Quarterly report pursuant to Section 13 or 15(d)

NOTE PAYABLE

v3.3.1.900
NOTE PAYABLE
3 Months Ended
Dec. 31, 2015
Notes Payable [Abstract]  
NOTE PAYABLE
6.          NOTE PAYABLE
 
On September 30, 2013, the Company entered into the Life Sciences Accelerator Funding Agreement (the “MLSC Loan Agreement”) with the Massachusetts Life Sciences Center (“MLSC”), pursuant to which MLSC provided an unsecured subordinated loan in the amount of $1,000,000. The loan bears interest at a rate of 10% per annum, and will become fully due and payable on the earlier of (i) September 30, 2018, (ii) the occurrence of an event of default under the MLSC Loan Agreement, or (iii) the completion of a sale of substantially all of our assets, a change-of-control transaction or one or more financing transactions in which we receive from third parties other than our then existing shareholders net proceeds of $5,000,000 or more in a 12-month period. The MLSC Loan Agreement includes warrants to purchase 145,985 shares of the Company’s Common Stock at an exercise price of $0.27 per share.
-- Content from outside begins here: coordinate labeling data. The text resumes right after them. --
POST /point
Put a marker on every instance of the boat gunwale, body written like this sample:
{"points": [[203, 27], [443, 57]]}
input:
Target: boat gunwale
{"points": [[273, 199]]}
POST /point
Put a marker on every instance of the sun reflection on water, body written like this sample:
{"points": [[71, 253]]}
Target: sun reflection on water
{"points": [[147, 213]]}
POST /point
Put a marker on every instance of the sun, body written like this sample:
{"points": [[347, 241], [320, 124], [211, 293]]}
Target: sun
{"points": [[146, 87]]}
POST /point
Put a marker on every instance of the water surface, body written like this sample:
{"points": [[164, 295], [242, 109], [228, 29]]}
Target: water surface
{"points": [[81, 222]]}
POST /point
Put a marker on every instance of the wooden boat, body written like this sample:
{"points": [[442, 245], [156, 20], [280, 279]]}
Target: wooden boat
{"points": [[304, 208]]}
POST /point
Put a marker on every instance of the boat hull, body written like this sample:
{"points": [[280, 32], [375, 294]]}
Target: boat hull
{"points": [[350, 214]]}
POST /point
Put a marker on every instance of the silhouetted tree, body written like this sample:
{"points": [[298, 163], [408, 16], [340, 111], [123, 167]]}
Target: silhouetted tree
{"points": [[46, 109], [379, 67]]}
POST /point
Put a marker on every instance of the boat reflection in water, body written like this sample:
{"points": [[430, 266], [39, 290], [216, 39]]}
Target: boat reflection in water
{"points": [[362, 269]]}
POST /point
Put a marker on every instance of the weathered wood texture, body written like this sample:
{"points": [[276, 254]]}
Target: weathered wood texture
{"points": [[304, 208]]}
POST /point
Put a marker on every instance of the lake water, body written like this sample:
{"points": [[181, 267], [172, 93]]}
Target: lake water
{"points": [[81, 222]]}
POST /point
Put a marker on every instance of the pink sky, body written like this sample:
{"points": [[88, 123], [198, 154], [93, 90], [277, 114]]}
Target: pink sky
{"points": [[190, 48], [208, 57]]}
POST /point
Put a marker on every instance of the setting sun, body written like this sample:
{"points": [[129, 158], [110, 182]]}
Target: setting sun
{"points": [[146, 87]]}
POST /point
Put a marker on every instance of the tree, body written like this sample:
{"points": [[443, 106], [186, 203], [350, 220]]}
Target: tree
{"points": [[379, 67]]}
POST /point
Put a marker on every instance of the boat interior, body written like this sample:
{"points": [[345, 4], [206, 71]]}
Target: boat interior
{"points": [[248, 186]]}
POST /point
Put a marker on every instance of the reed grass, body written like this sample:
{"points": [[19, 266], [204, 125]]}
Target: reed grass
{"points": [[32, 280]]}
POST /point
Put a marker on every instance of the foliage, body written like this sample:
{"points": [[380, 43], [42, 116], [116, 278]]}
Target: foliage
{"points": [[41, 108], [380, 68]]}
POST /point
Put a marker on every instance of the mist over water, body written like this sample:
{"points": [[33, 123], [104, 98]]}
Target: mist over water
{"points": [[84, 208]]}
None of the warrants, which expire on September 30, 2023, have been exercised as of December 31, 2015.
 
Of the $1,000,000, the Company allocated $944,707 to the loan and $55,293 to the warrants. The warrant valuation was derived at the date of grant with the Black-Scholes option pricing model with the following assumptions: risk free rate 2.64%, dividend yield 0.0%, expected life of 10 years, and volatility 114%. The fair value of the warrants was recorded as an increase to additional paid-in capital. The allocation of funds to the warrants resulted in a discount on the loan, which is being accreted to interest expense over the life of the loan. For each of the three months ended December 31, 2015 and 2014, $2,765 of the loan discount has been accreted to interest expense. As of December 31, 2015 and September 30, 2015 the accreted balance of the MLSC Loan was $969,589 and $966,824, respectively.